So, as it turns out, I am mentally incapable of keeping up a blog during major life transitions. I'm acutely aware of all those blogger moms out there who blog like champs hours after delivering babies; moments after cooking a five course dinner for their seven children (complete with perfectly edited photographs); or in the midst of a crazy day of house-cleaning, running children to school, while possibly working on their first book about parenting and eating only unprocessed foods. These women deserve kudos for being able to string two sentences together much less actually blog about their lives in the midst of the crazy town that is motherhood.
As it turns out, I'm not of of these women. Despite my love of blogging and putting down the words that tell the story of our little life, I am a big wimp when it comes to life transitions. Our current life transition is: MOVING. We've been living in our new house for approximately one week and a day and it still feels like we live in a cavernous storage unit, complete with echoes.

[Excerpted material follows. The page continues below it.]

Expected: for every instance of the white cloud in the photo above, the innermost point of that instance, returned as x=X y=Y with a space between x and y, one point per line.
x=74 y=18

All this to say, I'm a bit of a crazy person right now. And I'm not sure how long I'm going to be a crazy person for. Maybe another month? Surely, we'll be all moved in by then and I'll actually be able to find things like my child's socks and my other pair of glasses and that key that opens the box that has the important documents that prove I'm married and am an American citizen. I really hope I find that last thing, but it's not looking so good right now.
So, in the unlikely event that you've been checking my little ol' blog and wondering why I haven't been updating you on the details of my riveting life as a stay at home mama, well, now you know why.
I'll be back, though. If I survive this move. And if I don't get deported for not being able to find my passport/marriage certificate/social security card. If that happens, remember me as I was.